The weather door of the smoking-room had been left open to the
North Atlantic fog, as the big liner rolled and lifted, whistling
to warn the fishing-fleet.

"That Cheyne boy's the biggest nuisance aboard," said a man in a
frieze overcoat, shutting the door with a bang. "He isn't wanted
here. He's too fresh."

A white-haired German reached for a sandwich, and grunted between
bites: "I know der breed. Ameriga is full of dot kind. I deli you
you should imbort ropes' ends free under your dariff."

"Pshaw! There isn't any real harm to him. He's more to be pitied
than anything," a man from New York drawled, as he lay at full
length along the cushions under the wet skylight. "They've dragged
him around from hotel to hotel ever since he was a kid. I was
talking to his mother this morning. She's a lovely lady, but she
don't pretend to manage him. He's going to Europe to finish his
education."

"Education isn't begun yet." This was a Philadelphian, curled up
in a corner. "That boy gets two hundred a month pocket-money, he
told me. He isn't sixteen either."

"Railroads, his father, aind't it'?" said the German.

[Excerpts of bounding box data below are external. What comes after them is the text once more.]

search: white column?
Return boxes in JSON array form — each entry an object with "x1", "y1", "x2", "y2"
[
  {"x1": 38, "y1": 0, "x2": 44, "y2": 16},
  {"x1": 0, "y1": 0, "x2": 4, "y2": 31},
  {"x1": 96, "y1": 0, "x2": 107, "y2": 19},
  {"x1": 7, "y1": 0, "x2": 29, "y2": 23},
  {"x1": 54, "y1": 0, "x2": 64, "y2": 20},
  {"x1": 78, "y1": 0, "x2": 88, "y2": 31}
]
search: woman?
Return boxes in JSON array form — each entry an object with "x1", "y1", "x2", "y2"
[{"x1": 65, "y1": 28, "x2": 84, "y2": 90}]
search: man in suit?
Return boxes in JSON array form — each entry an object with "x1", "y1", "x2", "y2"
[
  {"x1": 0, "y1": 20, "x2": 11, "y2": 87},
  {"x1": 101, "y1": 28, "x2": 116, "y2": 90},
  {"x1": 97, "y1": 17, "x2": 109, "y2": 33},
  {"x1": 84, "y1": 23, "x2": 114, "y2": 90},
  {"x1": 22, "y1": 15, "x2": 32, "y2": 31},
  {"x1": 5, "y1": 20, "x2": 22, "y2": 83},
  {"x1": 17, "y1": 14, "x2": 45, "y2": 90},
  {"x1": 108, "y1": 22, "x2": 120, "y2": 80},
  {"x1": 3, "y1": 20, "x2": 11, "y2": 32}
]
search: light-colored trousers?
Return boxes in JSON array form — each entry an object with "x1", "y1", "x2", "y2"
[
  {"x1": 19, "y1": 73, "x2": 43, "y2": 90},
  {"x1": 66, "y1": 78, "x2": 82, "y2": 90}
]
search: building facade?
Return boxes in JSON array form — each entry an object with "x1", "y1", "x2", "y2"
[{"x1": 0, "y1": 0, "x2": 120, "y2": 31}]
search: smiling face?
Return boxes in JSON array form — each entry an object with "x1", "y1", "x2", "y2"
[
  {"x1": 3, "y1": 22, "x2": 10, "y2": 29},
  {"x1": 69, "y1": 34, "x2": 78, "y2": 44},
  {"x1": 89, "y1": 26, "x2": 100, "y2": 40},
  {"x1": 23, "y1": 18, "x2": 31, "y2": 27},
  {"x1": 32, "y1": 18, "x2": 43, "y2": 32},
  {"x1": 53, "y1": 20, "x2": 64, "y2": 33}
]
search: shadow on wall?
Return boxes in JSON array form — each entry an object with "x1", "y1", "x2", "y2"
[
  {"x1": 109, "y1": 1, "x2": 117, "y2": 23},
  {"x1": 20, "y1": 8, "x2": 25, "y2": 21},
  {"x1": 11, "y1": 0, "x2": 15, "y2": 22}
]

"Yep. That and mines and lumber and shipping. Built one place at
San Diego, the old man has; another at Los Angeles; owns half a
dozen railroads, half the lumber on the Pacific slope, and lets
his wife spend the money," the Philadelphian went on lazily. "The
West don't suit her, she says. She just tracks around with the boy
and her nerves, trying to find out what'll amuse him, I guess.
Florida, Adirondacks, Lakewood, Hot Springs, New York, and round
again. He isn't much more than a second-hand hotel clerk now. When
he's finished in Europe he'll be a holy terror."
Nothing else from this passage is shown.